But one day a few months ago, my teenage daughter showed me this video.
And this video, we're curing a thousand people's blindness.
It's going to be crazy.
It was called 1,000 Blind People See for the First Time.
Oh my God.
I'll see everybody.
And in this video, this goofy-looking young guy with a scraggly beard
explains how he pays for eye surgery for 1,000 people.

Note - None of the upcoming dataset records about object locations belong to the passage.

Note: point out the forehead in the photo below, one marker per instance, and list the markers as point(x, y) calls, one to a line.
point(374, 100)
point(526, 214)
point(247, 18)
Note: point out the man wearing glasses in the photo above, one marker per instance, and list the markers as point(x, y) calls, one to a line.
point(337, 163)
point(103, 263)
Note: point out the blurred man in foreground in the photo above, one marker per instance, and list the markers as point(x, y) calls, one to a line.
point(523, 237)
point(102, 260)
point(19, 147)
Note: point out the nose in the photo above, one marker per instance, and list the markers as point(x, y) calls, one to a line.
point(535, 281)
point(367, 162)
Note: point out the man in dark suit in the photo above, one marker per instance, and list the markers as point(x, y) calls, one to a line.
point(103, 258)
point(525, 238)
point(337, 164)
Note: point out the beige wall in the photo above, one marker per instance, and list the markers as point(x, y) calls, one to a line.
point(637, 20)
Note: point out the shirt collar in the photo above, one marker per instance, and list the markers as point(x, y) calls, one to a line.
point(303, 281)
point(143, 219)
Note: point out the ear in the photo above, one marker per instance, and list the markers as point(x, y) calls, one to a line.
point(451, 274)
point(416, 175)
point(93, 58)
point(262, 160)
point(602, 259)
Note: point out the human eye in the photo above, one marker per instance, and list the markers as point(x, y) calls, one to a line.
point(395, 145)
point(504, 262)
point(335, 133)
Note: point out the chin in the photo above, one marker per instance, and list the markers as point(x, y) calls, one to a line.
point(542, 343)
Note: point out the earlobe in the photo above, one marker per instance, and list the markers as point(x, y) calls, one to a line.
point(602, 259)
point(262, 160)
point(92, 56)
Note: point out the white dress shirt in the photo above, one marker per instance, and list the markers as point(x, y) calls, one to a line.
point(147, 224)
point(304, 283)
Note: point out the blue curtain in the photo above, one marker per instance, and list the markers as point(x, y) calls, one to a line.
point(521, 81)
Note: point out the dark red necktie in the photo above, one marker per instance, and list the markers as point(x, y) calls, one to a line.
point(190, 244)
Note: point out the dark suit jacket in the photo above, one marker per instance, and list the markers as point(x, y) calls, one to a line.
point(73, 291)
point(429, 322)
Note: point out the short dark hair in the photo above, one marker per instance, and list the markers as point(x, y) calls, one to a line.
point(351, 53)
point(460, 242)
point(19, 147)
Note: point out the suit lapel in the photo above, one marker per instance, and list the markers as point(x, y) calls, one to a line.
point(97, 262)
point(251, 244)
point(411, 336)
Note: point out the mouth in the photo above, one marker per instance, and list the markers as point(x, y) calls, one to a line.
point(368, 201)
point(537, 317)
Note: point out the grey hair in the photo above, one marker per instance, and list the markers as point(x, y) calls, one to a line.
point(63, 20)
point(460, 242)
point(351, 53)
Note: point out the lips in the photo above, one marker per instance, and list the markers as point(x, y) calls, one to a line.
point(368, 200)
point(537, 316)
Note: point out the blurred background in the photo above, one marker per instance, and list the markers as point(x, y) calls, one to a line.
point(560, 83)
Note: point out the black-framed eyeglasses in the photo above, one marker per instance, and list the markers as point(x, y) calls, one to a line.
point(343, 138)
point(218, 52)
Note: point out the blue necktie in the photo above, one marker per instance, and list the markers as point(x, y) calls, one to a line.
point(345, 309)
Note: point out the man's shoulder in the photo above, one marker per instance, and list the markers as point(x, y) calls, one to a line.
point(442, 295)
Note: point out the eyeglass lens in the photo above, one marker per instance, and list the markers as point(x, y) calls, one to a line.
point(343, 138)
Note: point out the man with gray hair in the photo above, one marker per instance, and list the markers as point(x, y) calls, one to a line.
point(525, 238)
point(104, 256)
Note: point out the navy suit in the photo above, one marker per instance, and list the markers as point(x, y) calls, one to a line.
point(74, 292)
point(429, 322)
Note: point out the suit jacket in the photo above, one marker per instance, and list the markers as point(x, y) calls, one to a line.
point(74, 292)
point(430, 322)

And we're just getting started. We still have 980 lives left to change.
And I was like, what's going on here? Who's this guy?
Thank you, Mr. Beast.
Thank you.
And my daughter said, you haven't heard about Mr. Beast?
Yeah, that's kind of the perfect video to get an introduction to
Mr. Beast, isn't it? It gets all of the hallmarks of a Mr. Beast production. There's a lot of money
being thrown around. There's very high production values. There's this goofy, enthusiastic sort of
adolescent tone. And there's this altruism at the core of it, that the focus of the video is giving the money away in this extremely
extravagant and colorful way. And a combination of those qualities has turned this guy into the
most popular single YouTuber on the platform. He has the most subscribed channel on YouTube
besides the Bollywood music label T-Series. He recently passed Cocomelon, which
if you have a toddler, you know very well because it's like a toddler narcotic, basically. And the
fact that he's passed Cocomelon to somebody like me, who has a two and a half year old,
is maybe the most impressive thing any entertainer has ever done.
I mean, it's fascinating because on the face of it, it seems kind of surprising that the most
popular guy on YouTube is essentially doing like good stuff. And that's
just not what I've thought was popular on the internet these days. I feel like in recent years,
we've been talking so much about far right rabbit holes and darkness. So this is different.
Yeah, and he's done it, as you say, by sort of being very different from what I think
people imagine YouTubers to be like. If we imagine a kind of Jake or Logan Paul,
these sort of extremely good-looking drama queens
who live in McMansions in Los Angeles
and start fights with each other,
or PewDiePie, the Swedish gamer
who is probably most famous for making
what he claimed were ironic anti-Semitic pranks.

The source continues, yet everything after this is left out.